A Agogê, a educação espartana
Em seu próprio significado, a palavra que os espartanos aplicavam para a educação já dizia tudo: agogê, isto é, “adestramento”, “treinamento”. Viam-na como um recurso para a domesticação dos seus jovens. O objetivo maior dela era formar soldados educados no rigor para defender a coletividade. A educação infantil tinha como objetivo a coletivização. Os jogos realizados tinham por objetivo não a competição e vitória de um sobre os demais, mas a organização em equipe, assim como as histórias e as lendas eram contadas para reforçar o patriotismo dos jovens. Os castigos físicos faziam parte desse adestramento e admitiam o roubo como parte da formação dos jovens que, caso pegos em flagrante, sofriam castigos violentos.

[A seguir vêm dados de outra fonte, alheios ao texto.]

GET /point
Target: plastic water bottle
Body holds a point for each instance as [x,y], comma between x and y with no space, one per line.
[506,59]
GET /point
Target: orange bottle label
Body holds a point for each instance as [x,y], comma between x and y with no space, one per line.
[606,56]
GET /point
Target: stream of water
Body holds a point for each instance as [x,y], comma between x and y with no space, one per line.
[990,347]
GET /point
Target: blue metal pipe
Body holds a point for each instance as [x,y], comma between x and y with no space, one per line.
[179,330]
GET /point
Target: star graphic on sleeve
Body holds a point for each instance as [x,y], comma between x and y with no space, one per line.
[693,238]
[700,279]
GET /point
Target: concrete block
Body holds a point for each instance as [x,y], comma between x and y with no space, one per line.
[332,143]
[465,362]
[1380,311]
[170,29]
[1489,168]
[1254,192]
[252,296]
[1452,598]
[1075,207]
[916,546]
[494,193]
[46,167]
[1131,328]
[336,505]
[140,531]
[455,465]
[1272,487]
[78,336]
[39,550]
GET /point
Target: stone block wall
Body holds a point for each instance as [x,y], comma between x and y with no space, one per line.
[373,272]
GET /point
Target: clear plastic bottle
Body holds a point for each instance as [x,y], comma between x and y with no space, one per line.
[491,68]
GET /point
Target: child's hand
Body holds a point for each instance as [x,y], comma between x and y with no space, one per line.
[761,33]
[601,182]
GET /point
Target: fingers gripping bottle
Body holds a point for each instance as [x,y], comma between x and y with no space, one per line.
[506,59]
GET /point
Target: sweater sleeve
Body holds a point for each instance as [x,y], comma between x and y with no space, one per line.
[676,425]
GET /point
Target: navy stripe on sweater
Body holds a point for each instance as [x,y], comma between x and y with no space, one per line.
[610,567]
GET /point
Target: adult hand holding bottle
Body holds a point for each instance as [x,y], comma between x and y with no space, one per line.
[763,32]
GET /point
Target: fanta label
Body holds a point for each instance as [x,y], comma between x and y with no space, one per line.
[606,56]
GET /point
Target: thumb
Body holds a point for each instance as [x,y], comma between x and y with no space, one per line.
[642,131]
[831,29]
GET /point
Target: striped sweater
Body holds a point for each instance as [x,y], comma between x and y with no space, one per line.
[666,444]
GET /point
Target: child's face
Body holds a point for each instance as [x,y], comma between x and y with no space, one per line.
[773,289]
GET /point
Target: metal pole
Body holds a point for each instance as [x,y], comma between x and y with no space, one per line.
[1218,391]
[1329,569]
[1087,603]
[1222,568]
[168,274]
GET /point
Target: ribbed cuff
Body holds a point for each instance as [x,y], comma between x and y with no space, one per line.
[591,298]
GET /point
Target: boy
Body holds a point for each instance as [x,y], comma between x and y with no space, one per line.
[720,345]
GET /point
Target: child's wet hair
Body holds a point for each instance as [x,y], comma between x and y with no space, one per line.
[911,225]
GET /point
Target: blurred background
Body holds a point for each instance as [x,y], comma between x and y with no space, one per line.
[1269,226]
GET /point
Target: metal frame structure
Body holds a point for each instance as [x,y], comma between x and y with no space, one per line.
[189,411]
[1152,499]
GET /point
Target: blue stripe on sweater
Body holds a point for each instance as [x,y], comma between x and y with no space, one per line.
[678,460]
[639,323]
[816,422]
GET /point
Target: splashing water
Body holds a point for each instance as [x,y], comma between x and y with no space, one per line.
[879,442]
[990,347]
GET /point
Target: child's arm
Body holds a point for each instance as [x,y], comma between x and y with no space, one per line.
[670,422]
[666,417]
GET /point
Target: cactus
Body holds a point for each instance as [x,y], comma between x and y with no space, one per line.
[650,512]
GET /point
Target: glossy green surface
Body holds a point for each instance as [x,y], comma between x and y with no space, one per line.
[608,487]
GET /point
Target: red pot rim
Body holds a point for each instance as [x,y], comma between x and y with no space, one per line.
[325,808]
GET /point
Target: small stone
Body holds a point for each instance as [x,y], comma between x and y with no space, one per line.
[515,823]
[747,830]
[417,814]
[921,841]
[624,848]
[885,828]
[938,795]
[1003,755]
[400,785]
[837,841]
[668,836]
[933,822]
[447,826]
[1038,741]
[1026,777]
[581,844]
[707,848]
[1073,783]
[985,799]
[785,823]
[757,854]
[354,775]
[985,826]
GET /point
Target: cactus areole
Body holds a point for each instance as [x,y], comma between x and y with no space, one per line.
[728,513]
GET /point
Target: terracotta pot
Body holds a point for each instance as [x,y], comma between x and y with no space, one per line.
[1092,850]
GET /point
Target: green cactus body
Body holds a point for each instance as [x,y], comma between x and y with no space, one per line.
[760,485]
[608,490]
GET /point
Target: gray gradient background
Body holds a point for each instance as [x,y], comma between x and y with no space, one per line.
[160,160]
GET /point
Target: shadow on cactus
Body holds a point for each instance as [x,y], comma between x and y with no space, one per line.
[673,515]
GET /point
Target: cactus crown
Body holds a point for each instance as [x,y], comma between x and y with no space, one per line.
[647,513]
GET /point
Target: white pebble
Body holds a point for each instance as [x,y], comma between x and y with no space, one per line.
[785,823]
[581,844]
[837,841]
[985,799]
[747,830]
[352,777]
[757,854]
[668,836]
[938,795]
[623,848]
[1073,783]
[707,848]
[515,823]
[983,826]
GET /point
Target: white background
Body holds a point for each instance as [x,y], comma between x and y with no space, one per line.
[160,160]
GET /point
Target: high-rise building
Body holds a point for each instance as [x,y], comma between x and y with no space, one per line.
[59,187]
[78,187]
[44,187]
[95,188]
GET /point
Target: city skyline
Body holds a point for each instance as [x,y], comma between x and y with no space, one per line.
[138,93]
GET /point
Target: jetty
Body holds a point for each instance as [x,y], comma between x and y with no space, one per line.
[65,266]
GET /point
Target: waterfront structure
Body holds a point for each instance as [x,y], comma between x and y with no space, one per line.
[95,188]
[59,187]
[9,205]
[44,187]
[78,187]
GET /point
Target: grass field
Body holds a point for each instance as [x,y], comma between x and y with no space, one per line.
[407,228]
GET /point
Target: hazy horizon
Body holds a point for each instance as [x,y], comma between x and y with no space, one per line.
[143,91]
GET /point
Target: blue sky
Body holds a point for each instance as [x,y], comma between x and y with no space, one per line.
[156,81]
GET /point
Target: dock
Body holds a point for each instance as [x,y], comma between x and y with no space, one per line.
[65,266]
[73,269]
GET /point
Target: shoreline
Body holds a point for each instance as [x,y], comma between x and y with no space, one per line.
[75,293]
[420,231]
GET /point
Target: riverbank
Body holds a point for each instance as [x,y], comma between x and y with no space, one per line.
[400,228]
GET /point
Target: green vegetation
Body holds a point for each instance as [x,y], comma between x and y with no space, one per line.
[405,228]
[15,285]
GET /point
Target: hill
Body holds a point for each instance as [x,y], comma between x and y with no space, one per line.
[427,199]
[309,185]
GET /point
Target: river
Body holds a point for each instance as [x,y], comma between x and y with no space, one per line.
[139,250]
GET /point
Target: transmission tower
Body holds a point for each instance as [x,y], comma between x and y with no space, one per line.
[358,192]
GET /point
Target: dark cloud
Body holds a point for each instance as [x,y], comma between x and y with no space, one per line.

A etapa final da educação, entre os 16 e 20 anos, eram adestrados nas armas, na luta com lanças e espadas, no arco e flecha, preparados para o ingresso no serviço militar da pátria. Já participavam de operações militres simuladas nas montanhas ao redor da cidade. Segundo Plutarco “ andavam como as abelhas que sempre são partes integrantes da comunidade, sempre juntas ao redor do chefe... parecendo consagradas inteiramente à pátria.” Dessa maneira a educação produzia a jovem soldado necessário à Esparta: silencioso, disciplinado , antiintelectual e antiindividualista, obediente aos superiores, vigoroso, ágil, astuto , imune ao medo, resistente às intempéries e aos ferimentos, odiando qualquer demonstração de covardia e dedicado à cidade.
Laconismo
A cidade de Esparta foi fundada na planície da Lacônia e um dos hábitos de seus habitantes é o laconismo; que significa “expressar-se em poucas palavras”. Por um lado esse comportamento é entendido como um desdobramento da educação militarizada, pois as ordens deveriam ser cumpridas e nunca discutidas. Por outro lado, Sabe-se que os homens da elite eram soldados até os 60 anos de idade, quando poderiam participar mais ativamente da vida política. O direito de participação política iniciava-se aos 30 anos, com o direito de voto nas assembléias, porém as votações não eram acompanhadas de discussões e cada cidadão apenas aprovava ou rejeitava as propostas apresentadas.
Essa situação de dedicação quase exclusiva ao militarismo deu à mulher espartana uma situação diferenciada, quando comparada aos demais povos da época. As mulheres espartanas também possuíam uma educação militarizada e, posteriormente, eram incumbidas da administração das terras, do controle sobre o trabalho dos hilotas e da administração da produção, além de participarem da vida política cotidiana em funções administrativas.